Reward Generation via Large Vision-Language Model in Offline Reinforcement Learning
Younghwan Lee, Tung M. Luu, Donghoon Lee, Chang D. Yoo
TL;DR
Offline reinforcement learning with fixed datasets benefits from automated, dense reward signals but often suffers from sparse rewards and costly human labeling. RG-VLM leverages Large Vision-Language Models to generate per-transition rewards from offline data in a two-stage querying process, enabling language-conditioned IQL to learn from richer feedback.

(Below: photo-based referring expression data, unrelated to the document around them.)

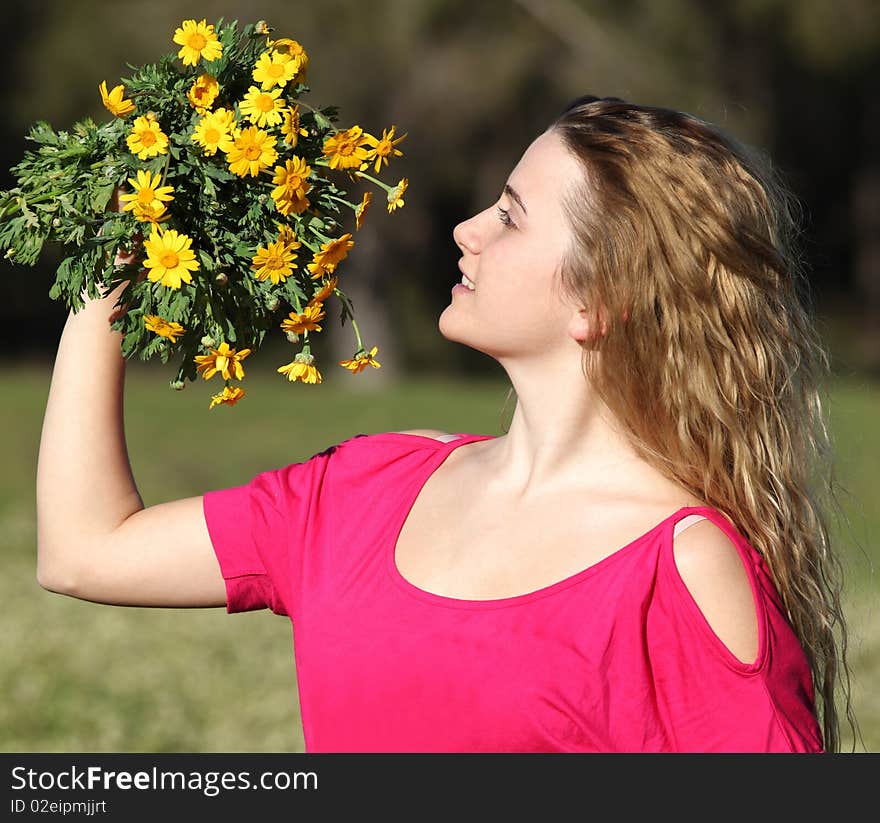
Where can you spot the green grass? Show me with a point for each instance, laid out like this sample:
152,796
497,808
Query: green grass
82,677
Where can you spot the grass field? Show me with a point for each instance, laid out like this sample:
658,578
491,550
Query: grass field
82,677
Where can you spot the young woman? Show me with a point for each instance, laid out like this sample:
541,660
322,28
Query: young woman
640,563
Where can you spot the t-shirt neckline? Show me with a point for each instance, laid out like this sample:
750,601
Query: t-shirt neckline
444,449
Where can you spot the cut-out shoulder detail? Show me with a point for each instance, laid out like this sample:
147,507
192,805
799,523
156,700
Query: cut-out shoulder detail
687,521
713,572
434,433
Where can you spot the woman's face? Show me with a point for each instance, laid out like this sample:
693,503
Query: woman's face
512,251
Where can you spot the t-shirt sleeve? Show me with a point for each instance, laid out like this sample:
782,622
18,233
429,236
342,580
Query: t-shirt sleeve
255,527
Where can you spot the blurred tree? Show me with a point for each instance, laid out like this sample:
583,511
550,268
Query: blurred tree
473,84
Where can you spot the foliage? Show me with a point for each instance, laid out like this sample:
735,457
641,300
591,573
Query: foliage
224,255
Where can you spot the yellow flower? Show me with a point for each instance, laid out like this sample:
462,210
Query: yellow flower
326,290
287,236
230,396
252,151
214,131
222,360
361,211
307,321
395,196
361,360
150,213
113,100
197,41
148,194
286,49
274,263
297,370
164,328
147,138
263,108
203,92
331,253
273,70
346,148
289,202
384,147
291,186
169,258
290,128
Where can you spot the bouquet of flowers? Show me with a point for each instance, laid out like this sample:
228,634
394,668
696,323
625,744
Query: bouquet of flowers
232,205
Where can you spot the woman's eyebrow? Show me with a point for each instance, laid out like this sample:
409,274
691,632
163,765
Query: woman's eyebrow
512,192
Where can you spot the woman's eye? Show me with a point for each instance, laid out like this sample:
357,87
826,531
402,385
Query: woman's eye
504,217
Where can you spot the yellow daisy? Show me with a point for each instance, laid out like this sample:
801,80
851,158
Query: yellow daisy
147,192
203,92
307,321
252,151
164,328
287,49
326,290
289,201
113,100
361,211
290,127
273,70
169,258
274,262
214,131
291,185
335,251
229,396
383,148
197,41
150,213
395,196
362,360
222,360
263,108
346,148
287,236
297,370
147,138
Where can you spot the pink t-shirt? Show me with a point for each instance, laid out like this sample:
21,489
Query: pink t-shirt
615,658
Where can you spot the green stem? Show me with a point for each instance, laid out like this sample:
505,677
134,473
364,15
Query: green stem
347,303
375,180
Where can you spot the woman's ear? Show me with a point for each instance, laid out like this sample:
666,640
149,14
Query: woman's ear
587,325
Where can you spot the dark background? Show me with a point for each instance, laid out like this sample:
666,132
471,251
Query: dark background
473,84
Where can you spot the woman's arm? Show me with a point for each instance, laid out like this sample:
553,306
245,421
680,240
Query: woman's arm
95,539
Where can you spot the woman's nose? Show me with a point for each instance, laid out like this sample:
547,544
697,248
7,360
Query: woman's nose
466,236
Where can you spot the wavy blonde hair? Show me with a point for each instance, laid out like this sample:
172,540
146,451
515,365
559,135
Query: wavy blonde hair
710,361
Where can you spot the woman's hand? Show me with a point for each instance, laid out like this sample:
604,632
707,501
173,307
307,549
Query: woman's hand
123,258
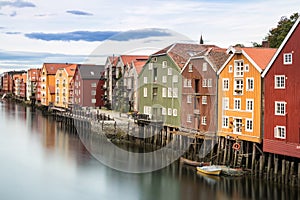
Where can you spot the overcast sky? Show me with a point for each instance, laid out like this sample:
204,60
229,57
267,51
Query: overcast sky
37,31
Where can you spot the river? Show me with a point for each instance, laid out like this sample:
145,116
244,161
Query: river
41,160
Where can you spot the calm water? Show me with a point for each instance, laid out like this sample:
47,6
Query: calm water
40,160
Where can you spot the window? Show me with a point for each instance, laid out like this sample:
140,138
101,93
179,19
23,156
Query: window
279,82
204,67
225,84
150,66
237,125
249,125
237,104
203,120
287,58
164,92
280,108
189,118
204,83
169,71
189,83
225,103
164,64
204,99
175,112
250,84
225,121
175,79
164,79
190,67
169,92
238,86
169,111
279,132
209,82
249,104
189,98
230,68
238,68
246,68
163,111
175,92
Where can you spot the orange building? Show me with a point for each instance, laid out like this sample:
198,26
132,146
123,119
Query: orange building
239,93
63,86
47,84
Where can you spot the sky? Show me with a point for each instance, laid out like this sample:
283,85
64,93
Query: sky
36,31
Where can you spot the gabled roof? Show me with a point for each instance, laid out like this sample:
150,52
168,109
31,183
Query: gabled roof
259,57
51,68
215,56
90,72
286,39
181,52
127,59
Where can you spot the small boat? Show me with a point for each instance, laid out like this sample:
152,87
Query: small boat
210,170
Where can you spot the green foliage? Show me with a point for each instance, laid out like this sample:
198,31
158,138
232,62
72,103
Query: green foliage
277,35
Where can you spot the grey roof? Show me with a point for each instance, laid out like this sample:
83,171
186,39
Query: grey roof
90,72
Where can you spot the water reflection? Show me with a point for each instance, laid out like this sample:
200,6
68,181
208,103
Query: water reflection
41,160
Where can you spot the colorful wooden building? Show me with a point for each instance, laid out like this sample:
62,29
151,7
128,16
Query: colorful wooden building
282,100
239,94
199,91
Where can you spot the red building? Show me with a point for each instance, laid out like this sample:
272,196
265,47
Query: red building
282,100
88,86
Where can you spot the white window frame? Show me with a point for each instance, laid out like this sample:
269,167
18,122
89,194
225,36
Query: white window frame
170,71
287,58
203,120
225,122
249,105
237,106
169,111
145,92
189,98
226,103
209,82
279,82
204,100
169,92
204,82
164,92
248,84
224,80
280,111
204,67
175,112
249,125
164,64
278,132
238,68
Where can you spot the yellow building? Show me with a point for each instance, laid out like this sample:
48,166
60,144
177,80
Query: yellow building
47,84
240,93
63,90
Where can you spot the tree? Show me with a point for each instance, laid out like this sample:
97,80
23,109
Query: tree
276,35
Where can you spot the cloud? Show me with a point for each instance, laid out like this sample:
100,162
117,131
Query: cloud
17,4
94,36
78,12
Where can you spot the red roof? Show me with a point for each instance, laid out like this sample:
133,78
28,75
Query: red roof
261,56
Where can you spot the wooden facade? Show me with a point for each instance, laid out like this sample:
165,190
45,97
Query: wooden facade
282,101
239,93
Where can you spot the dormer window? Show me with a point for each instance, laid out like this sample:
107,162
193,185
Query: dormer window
287,58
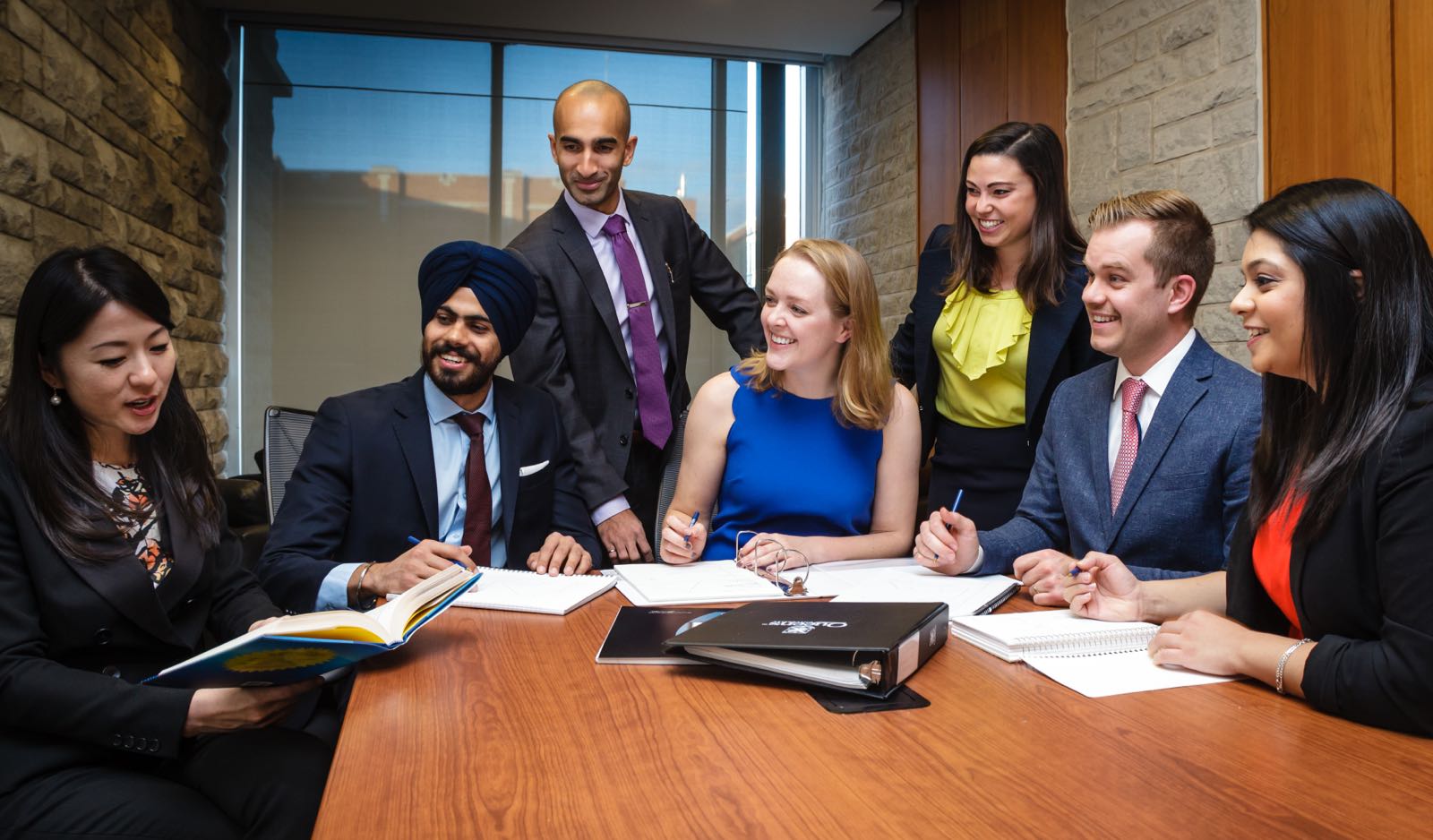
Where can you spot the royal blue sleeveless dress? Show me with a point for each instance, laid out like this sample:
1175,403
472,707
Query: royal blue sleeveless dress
792,467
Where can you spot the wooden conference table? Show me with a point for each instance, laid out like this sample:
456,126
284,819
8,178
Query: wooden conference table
501,724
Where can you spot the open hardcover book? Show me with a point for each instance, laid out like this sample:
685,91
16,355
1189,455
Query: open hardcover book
1096,658
298,647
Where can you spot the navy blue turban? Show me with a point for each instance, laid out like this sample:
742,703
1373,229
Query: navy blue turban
502,284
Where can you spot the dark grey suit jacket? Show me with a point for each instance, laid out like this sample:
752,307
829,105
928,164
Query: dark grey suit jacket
575,351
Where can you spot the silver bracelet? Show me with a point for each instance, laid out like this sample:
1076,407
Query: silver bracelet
358,599
1279,673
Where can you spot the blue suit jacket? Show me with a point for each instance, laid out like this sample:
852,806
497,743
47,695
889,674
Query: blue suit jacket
365,482
1184,493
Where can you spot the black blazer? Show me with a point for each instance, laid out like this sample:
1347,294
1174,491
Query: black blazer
575,351
365,482
1060,341
1363,588
78,637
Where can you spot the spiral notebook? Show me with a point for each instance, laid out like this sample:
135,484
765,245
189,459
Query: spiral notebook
1096,658
525,591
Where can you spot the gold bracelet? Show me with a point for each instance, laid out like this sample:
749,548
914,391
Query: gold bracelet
1279,673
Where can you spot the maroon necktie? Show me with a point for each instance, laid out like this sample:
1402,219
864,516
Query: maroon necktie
477,520
652,406
1131,393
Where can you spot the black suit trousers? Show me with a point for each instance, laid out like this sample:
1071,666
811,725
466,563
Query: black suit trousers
251,783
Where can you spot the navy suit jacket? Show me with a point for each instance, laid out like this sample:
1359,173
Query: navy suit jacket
1060,341
1184,493
365,482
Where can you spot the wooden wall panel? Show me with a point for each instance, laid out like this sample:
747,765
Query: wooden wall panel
983,75
938,112
981,64
1036,57
1330,92
1413,107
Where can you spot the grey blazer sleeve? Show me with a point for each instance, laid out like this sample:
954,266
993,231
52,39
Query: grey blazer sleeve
721,293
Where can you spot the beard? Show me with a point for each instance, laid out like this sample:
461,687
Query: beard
456,384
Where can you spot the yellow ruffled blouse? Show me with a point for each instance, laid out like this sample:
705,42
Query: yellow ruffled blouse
982,341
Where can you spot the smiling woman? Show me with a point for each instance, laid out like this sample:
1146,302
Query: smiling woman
996,321
810,445
1327,585
114,563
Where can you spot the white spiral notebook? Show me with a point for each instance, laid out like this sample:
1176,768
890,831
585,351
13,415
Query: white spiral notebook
523,591
1096,658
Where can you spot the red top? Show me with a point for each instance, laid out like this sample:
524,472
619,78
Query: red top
1273,546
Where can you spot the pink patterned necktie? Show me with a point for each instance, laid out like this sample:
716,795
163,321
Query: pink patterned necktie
1131,391
652,406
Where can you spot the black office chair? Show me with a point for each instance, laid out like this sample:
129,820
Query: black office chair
284,434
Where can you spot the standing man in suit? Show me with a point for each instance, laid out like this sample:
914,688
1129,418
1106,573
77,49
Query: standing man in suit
1146,456
476,465
616,274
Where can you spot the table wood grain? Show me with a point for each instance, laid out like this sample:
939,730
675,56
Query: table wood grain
501,724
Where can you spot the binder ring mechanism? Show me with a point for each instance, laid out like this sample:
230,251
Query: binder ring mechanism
790,585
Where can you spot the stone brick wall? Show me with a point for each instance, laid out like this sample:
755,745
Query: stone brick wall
1165,93
869,159
111,133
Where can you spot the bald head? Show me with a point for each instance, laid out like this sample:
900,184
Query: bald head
591,92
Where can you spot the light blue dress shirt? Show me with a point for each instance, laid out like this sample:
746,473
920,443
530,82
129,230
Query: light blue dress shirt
450,446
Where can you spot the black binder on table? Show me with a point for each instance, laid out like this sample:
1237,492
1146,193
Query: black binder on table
863,648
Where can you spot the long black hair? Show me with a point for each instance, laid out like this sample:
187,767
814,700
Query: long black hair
1365,341
1055,243
49,445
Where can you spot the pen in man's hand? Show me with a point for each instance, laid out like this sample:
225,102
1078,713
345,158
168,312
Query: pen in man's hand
690,527
416,541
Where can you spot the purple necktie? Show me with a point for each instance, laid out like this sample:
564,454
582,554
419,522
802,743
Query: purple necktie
652,406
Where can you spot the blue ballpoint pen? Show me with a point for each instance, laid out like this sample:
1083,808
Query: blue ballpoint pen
691,525
416,541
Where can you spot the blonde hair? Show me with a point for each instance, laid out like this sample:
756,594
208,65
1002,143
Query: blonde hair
863,380
1182,238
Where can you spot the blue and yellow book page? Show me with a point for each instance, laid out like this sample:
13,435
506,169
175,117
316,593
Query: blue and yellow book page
267,661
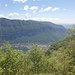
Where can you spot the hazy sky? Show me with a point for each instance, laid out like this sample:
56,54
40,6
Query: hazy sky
57,11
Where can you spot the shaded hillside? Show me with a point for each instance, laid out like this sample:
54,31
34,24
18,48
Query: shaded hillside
30,31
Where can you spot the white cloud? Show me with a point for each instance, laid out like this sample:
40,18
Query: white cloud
33,8
2,16
6,5
47,9
26,7
13,14
54,9
64,9
45,19
36,0
21,1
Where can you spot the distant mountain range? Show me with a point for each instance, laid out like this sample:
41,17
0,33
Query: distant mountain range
68,25
30,31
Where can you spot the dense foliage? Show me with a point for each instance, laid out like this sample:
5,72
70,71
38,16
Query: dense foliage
30,31
61,60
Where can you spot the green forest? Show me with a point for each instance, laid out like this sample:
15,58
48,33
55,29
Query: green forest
59,59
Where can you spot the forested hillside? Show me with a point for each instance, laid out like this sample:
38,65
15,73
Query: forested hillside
59,59
30,31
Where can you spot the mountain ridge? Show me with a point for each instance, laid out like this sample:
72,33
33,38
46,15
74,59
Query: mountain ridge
25,31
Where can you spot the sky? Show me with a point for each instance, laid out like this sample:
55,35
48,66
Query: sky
56,11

The approach improves long-horizon task generalization and can augment sparse rewards, as shown by superior returns on a robotics-like ALFRED dataset and favorable generalization under randomized initial states. This scalable reward-generation framework holds promise for broadening offline RL applicability without human-in-the-loop labeling.
Abstract
In offline reinforcement learning (RL), learning from fixed datasets presents a promising solution for domains where real-time interaction with the environment is expensive or risky. However, designing dense reward signals for offline dataset requires significant human effort and domain expertise. Reinforcement learning with human feedback (RLHF) has emerged as an alternative, but it remains costly due to the human-in-the-loop process, prompting interest in automated reward generation models. To address this, we propose Reward Generation via Large Vision-Language Models (RG-VLM), which leverages the reasoning capabilities of LVLMs to generate rewards from offline data without human involvement. RG-VLM improves generalization in long-horizon tasks and can be seamlessly integrated with the sparse reward signals to enhance task performance, demonstrating its potential as an auxiliary reward signal.